Experimental Evaluation

Experiments were conducted on a subset of the TRECVID-MED 2011 dataset, annotated for specific acoustic events such as clapping or engine noise. Recordings were divided into four parts, three for training and one for testing, with MFCC-based features serving as input for the detection models. Two types of Gaussian mixture model (GMM)-based features were explored:

  • F\vec{F} features that represent a soft-count histogram of MFCC vectors across GMM components.
  • M\vec{M} features derived from MAP adaptations of GMMs specific to each segment, offering detailed modes of MFCC distributions.

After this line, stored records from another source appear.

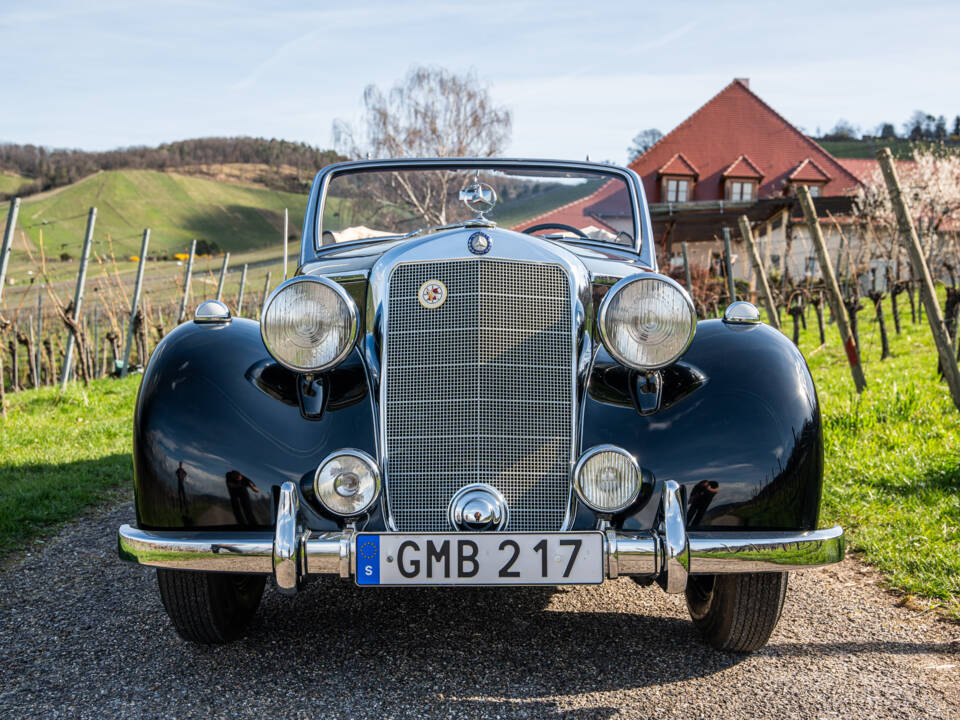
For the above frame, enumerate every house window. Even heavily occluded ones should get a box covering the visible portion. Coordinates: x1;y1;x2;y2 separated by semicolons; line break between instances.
666;178;689;202
729;181;755;201
807;184;821;197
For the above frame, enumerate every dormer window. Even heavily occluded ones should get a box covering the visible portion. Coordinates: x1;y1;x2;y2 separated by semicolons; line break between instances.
656;152;698;204
666;178;690;202
721;154;764;204
787;159;831;198
728;181;755;201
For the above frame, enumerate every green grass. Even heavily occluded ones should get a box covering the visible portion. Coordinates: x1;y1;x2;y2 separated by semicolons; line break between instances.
0;172;32;196
490;179;604;229
1;169;308;261
771;291;960;616
1;291;959;618
817;138;919;159
0;376;139;555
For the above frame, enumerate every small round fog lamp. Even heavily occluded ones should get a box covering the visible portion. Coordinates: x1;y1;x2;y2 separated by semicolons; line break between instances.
314;450;381;516
574;445;642;513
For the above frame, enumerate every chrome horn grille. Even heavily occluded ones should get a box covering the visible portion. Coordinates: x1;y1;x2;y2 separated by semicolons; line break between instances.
383;259;574;532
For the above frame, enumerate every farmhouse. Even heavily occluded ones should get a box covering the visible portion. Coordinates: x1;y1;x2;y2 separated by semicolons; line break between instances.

Across several configurations, the paper demonstrates that both mi-SVM and BP-MIL can achieve competitive performance compared to fully supervised methods, with AUC values ranging from approximately 0.6 to 0.8 for different events across varying setups. This indicates that MIL frameworks are viable for detecting and temporally localizing audio events from weakly labeled data.

Implications and Future Work

The implications of this paper are multifaceted. Practically, it suggests a scalable approach for harnessing large volumes of unannotated multimedia content, leveraging weak labels from metadata to train effective acoustic event detectors. Theoretically, it establishes a bridge between MIL paradigms and audio content analysis, encouraging further exploration of GMM-based features and alternative MIL models to enhance detection capabilities. The paper underscores the potential of MIL frameworks in offering temporal localization of events, making it possible to extract detailed descriptions of recordings where explicit temporal data was absent initially.

Future developments could involve refinement of feature representations, expansion of the event vocabulary, and exploration of alternative classifiers and learning models to improve detection precision and scalability. Moreover, integrating this approach into higher-level multimedia event detection concepts would allow for more comprehensive content analysis systems, facilitating advanced retrieval and indexing of multimedia data. This positions MIL within a broader context of automated content-based multimedia analysis and retrieval, indicating its promise for ongoing and future research endeavors in artificial intelligence.